In a report, MBSB Research said in addition to that, the telecommunication company’s (telco) results for the first half of financial year 2025 (1H25) also came in below its and consensus expectations, making up 42.6% and 43.9% of financial year 2025 (FY25) earnings estimates, respectively.
According to the research house, revenue performance across the various segments was mixed, with consumer prepaid and enterprise mobile took a hit, while the growth from other segments was not enough to offset the decline.
It noted the improvement in its bottom line was mainly led by prudent cost management in both operating expenditure and capital expenditure (capex).
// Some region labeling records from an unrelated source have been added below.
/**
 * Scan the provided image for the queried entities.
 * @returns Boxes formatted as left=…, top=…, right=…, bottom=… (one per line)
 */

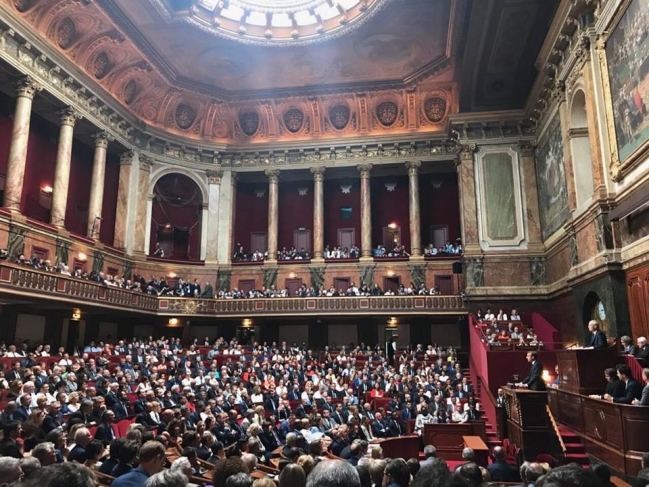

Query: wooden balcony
left=0, top=262, right=467, bottom=317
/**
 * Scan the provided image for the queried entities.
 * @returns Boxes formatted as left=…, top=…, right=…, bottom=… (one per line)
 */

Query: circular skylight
left=189, top=0, right=390, bottom=45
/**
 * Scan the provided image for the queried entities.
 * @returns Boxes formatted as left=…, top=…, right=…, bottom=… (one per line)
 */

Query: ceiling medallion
left=284, top=108, right=304, bottom=134
left=376, top=101, right=399, bottom=127
left=329, top=105, right=351, bottom=130
left=239, top=112, right=259, bottom=137
left=174, top=104, right=196, bottom=130
left=167, top=0, right=394, bottom=46
left=56, top=17, right=77, bottom=49
left=424, top=96, right=446, bottom=123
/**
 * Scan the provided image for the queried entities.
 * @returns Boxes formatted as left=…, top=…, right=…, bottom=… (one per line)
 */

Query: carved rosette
left=376, top=101, right=399, bottom=127
left=239, top=110, right=259, bottom=137
left=174, top=103, right=196, bottom=130
left=329, top=105, right=351, bottom=130
left=92, top=51, right=111, bottom=79
left=57, top=107, right=82, bottom=127
left=284, top=108, right=304, bottom=134
left=16, top=76, right=43, bottom=100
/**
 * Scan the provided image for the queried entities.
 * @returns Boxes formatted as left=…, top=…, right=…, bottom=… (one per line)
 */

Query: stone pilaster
left=133, top=154, right=153, bottom=255
left=202, top=168, right=223, bottom=264
left=266, top=169, right=279, bottom=262
left=50, top=107, right=81, bottom=227
left=87, top=131, right=110, bottom=239
left=356, top=164, right=372, bottom=259
left=3, top=76, right=41, bottom=211
left=311, top=166, right=325, bottom=260
left=406, top=161, right=422, bottom=257
left=519, top=142, right=543, bottom=251
left=458, top=144, right=481, bottom=253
“Moving forward, while we acknowledge the various initiatives put in place to grow the key target segments, we anticipate competition will lead to a subdued revenue growth outlook,” it said.
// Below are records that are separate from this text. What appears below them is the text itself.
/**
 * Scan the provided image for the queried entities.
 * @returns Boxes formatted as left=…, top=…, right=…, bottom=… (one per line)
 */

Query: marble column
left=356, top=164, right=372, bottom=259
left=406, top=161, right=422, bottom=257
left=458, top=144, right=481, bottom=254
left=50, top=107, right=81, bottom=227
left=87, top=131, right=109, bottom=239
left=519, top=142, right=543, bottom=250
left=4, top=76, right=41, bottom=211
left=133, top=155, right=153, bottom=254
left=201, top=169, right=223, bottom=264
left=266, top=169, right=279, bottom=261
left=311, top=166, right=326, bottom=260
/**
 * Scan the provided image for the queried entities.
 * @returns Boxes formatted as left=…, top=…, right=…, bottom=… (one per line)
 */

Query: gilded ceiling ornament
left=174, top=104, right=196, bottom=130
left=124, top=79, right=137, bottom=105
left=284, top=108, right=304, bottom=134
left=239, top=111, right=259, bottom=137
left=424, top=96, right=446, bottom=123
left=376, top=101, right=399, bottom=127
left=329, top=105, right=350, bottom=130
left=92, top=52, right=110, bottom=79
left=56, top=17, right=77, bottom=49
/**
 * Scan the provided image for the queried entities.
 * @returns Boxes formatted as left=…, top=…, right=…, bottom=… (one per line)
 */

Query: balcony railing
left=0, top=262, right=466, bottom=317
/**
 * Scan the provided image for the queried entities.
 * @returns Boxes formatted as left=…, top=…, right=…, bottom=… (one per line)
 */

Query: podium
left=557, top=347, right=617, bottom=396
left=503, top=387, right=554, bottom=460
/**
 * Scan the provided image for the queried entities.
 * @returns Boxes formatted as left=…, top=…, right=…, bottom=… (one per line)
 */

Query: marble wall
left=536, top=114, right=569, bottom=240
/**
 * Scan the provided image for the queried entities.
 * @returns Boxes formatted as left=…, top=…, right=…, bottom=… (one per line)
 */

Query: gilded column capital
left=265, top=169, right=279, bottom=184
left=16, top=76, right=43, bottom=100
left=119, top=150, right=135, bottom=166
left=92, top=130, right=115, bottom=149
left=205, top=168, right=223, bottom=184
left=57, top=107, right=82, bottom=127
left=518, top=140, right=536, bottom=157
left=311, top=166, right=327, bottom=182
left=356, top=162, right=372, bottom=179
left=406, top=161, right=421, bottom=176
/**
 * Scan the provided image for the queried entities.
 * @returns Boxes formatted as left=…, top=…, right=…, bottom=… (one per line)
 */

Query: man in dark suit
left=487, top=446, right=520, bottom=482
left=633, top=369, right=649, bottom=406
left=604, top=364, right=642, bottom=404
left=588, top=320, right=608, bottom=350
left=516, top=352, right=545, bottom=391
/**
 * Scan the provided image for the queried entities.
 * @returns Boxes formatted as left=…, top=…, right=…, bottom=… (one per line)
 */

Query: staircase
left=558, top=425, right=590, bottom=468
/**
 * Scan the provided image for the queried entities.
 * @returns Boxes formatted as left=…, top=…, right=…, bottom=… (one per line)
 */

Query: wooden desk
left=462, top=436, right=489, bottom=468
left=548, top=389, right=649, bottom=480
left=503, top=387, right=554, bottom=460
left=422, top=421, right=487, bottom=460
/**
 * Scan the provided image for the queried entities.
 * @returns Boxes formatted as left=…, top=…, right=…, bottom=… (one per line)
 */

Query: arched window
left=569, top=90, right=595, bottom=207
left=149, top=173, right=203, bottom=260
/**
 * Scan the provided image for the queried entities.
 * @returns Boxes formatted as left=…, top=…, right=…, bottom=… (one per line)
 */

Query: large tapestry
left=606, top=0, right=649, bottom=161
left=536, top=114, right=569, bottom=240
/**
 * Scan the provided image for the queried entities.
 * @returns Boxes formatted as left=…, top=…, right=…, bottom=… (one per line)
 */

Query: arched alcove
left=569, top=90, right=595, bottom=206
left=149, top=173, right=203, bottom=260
With that, MBSB Research lowered its target price for CelcomDigi to RM3.67 from RM3.76 with a maintained “neutral” call and said it will revise FY25 to FY27 earnings estimates by between minus 8.2% and minus 9.4%.
BIMB Research said it will downgrade the telco to “hold” with a lower target price of RM3.80 from RM4.62 to reflect adjustments under new analyst coverage.
It is forecasting the telco’s earnings to expand at a modest 10.5% compounded annual growth rate (CAGR) from FY24 to FY27, reaching RM1.8bil.
“This pace reflects limited top-line growth amid intense market competition, alongside higher operating costs associated with 5G access, despite the company realising significant cost synergies from capex avoidance following its merger,” the research house said.
Meanwhile, RHB Research said it expects CelcomDigi’s core earnings to grow at a respectable 25% CAGR from FY25 to FY27 from the improvement in commercial execution and greater synergies from the completion of its information technology (IT) stack upgrades.
“With IT transformation cost and depreciation set to rise in 2H25, earnings before interest and taxes growth should normalise to guided levels,” it said.
On the telco’s integration, which reached 84%, the research house said that it had, however, slowed down over the quarter, which could be due to protracted discussions on remaining sites.
“Management said the industry has made some progress on the discussions with the government on the expanded sales and service tax levied on tower rental and leases, with a worst-case impact of RM100mil on an annualised basis, which is circa 5% of our forecast,” it said.
RHB Research is keeping its “buy” call on the counter, albeit with a lower target price of RM4.20 from RM4.40.
TA Research is also maintaining its “buy” call on CelcomDigi, but with an unchanged target price of RM4.50.
It also revised its earnings forecasts downwards by 6.7% after incorporating higher tax expenses.
The research house made note of CelcomDigi’s second interim dividend of 3.8 sen, which is the highest since its merger in 2022.